January 16, 2005

Future of N.H. church abuse settlement heads to court

CONCORD (NH)
Telegram & Gazette

By J.M. HIRSCH
Associated Press Writer

CONCORD, N.H.— Discord over evaluating the child protection policies of the state's Roman Catholic diocese has grown so acrimonious the agreement calling for the evaluation could be voided.

That has both sides eager to persuade a judge the deal can be saved.

If they fail, the state could find itself litigating an onerous case with little guarantee of success, while the diocese could earn the distinction of being the first in the nation to face criminal charges stemming from the child sex abuse scandal.

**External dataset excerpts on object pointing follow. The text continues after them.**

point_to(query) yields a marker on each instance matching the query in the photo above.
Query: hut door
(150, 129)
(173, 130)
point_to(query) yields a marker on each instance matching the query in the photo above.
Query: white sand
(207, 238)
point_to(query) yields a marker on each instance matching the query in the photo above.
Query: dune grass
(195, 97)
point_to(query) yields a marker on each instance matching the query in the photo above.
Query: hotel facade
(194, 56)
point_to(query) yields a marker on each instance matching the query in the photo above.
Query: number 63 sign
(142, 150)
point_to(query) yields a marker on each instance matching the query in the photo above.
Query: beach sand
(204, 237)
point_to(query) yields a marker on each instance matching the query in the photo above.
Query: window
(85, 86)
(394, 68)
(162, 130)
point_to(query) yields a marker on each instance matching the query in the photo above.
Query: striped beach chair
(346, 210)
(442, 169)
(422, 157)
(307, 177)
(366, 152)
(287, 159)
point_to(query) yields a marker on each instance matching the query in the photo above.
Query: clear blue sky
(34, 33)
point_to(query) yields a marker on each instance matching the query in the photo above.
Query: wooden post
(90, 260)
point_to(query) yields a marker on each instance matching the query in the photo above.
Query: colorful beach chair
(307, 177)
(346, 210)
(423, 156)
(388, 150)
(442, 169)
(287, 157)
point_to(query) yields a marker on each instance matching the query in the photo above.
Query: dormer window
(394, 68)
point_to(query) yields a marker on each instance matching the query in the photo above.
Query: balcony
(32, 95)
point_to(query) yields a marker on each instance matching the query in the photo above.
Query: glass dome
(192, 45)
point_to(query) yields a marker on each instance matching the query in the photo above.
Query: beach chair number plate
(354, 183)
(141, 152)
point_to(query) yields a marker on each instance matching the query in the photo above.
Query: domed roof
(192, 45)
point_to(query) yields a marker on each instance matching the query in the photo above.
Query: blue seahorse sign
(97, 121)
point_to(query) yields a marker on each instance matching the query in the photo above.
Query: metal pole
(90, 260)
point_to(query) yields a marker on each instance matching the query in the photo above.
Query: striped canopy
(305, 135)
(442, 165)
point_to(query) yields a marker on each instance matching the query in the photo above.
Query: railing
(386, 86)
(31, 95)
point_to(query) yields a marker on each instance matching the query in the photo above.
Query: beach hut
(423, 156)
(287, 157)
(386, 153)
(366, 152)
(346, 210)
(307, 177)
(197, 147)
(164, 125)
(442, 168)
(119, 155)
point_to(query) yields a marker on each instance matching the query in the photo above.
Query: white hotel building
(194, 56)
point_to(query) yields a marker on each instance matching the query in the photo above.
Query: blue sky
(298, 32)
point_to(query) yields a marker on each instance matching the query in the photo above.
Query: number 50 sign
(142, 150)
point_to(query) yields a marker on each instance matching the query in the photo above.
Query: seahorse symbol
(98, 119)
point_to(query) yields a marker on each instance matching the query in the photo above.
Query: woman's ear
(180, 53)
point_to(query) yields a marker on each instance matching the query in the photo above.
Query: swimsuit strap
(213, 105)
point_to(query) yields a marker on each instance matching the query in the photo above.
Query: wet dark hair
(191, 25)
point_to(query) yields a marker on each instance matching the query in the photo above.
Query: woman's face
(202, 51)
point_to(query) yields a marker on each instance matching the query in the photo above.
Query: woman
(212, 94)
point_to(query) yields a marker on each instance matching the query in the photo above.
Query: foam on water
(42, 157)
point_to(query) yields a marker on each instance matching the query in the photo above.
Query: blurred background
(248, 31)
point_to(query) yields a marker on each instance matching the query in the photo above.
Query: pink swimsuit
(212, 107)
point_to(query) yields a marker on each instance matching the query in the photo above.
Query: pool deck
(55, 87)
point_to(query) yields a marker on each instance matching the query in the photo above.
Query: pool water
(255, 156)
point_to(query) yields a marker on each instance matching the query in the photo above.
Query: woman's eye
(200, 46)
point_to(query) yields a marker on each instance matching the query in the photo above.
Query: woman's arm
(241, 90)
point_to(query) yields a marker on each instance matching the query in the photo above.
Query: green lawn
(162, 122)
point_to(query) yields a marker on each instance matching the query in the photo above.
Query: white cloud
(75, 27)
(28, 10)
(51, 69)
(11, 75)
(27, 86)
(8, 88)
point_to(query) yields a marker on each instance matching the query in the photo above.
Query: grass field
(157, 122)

Annual audits for five years are required by a 2002 agreement between the church and state that ended a criminal investigation of whether diocesan officials knew members of the clergy were abusing children but failed to protect them.

At issue now is the scope of the audit and who will pay for it. The church wants the state to cover the bill and the evaluation to be limited mostly to paperwork. The state says the church should pay and wants a wide-ranging evaluation.

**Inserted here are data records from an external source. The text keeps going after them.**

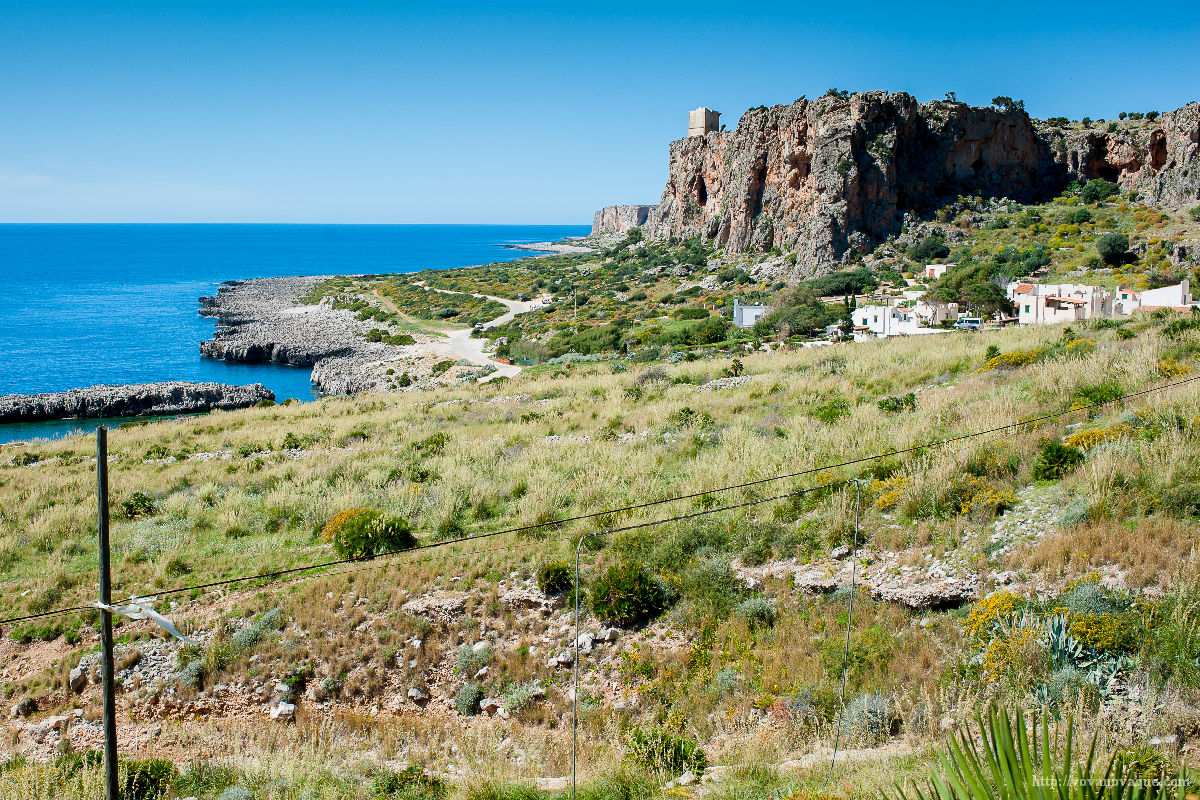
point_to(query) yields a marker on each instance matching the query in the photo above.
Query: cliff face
(619, 218)
(821, 178)
(834, 175)
(1161, 161)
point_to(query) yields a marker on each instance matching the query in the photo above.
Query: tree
(1097, 191)
(1006, 103)
(1114, 248)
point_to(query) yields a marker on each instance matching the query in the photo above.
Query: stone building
(703, 120)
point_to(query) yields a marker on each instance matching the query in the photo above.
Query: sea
(83, 305)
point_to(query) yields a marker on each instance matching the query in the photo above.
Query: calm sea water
(117, 304)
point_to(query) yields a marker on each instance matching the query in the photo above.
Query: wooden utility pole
(106, 617)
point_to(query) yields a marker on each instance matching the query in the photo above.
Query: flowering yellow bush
(1171, 368)
(1102, 632)
(1017, 654)
(1013, 360)
(889, 491)
(1089, 439)
(985, 613)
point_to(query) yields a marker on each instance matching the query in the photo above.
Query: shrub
(897, 404)
(469, 661)
(361, 533)
(149, 780)
(1113, 248)
(658, 750)
(1055, 461)
(870, 717)
(467, 699)
(409, 783)
(757, 611)
(555, 578)
(627, 594)
(1097, 191)
(137, 505)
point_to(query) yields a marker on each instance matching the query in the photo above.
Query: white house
(934, 271)
(747, 316)
(880, 322)
(1044, 304)
(1177, 298)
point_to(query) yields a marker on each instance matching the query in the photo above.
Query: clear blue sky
(471, 113)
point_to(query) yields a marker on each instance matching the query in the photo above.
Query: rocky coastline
(267, 320)
(133, 400)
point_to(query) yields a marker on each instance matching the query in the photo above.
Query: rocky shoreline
(265, 320)
(133, 400)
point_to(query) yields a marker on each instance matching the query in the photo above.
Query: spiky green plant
(1012, 762)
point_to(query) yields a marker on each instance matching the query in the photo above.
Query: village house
(1176, 298)
(1038, 304)
(747, 316)
(881, 322)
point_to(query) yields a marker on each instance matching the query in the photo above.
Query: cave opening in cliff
(756, 188)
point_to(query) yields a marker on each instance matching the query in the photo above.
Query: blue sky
(479, 113)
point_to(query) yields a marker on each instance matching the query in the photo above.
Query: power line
(939, 443)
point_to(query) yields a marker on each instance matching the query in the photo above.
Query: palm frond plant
(1012, 761)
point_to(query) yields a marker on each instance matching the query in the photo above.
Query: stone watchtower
(703, 120)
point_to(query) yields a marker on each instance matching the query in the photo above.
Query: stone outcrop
(133, 400)
(619, 218)
(1161, 160)
(832, 176)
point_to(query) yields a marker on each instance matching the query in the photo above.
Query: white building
(934, 271)
(1177, 298)
(1047, 304)
(880, 322)
(747, 316)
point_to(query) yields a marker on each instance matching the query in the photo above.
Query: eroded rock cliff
(837, 175)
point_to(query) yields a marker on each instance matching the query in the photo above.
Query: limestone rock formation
(1158, 160)
(828, 178)
(619, 218)
(133, 400)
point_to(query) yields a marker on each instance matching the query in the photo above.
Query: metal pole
(106, 617)
(575, 668)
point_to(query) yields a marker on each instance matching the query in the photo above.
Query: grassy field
(750, 673)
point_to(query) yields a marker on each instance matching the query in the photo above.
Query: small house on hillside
(747, 316)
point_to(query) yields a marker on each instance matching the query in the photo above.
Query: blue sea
(117, 304)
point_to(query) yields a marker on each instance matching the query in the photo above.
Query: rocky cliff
(135, 400)
(837, 175)
(1161, 160)
(619, 218)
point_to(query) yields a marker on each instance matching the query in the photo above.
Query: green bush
(1097, 191)
(409, 783)
(137, 505)
(658, 750)
(469, 661)
(361, 533)
(1114, 248)
(897, 404)
(627, 594)
(1055, 461)
(467, 699)
(555, 578)
(148, 780)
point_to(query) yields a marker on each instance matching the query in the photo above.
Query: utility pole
(106, 617)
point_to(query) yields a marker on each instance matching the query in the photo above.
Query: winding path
(467, 348)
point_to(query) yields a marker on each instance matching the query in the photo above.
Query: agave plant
(1012, 762)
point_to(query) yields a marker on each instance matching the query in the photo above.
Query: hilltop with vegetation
(1049, 566)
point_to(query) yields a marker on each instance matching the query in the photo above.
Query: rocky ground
(133, 400)
(265, 320)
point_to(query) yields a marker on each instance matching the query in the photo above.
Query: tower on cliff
(703, 120)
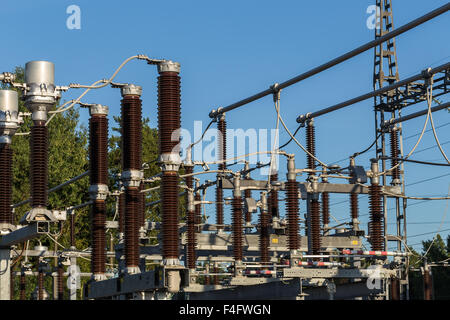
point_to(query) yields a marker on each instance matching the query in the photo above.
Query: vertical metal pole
(73, 288)
(5, 274)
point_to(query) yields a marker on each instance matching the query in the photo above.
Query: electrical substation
(282, 256)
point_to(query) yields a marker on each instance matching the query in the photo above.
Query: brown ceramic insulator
(315, 226)
(325, 208)
(141, 206)
(60, 282)
(376, 218)
(427, 285)
(6, 215)
(169, 111)
(131, 113)
(191, 240)
(131, 227)
(354, 211)
(72, 230)
(311, 145)
(98, 149)
(292, 214)
(222, 142)
(216, 277)
(394, 154)
(248, 215)
(169, 199)
(219, 207)
(237, 229)
(40, 285)
(22, 286)
(395, 289)
(121, 212)
(39, 164)
(98, 234)
(264, 238)
(198, 212)
(11, 284)
(273, 198)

The dispute began just months after the church and state reached the then unprecedented deal in which prosecutors agreed not to seek criminal indictments against the church.

In exchange, the diocese agreed to enact strict new child protection policies, admit its actions had harmed children, open itself to audits and admit it probably would have been convicted had the case gone to trial.

The agreement did not specify who would pay for the audits, however, and the parties have wildly different takes on what sort of audit would satisfy the terms of the agreement.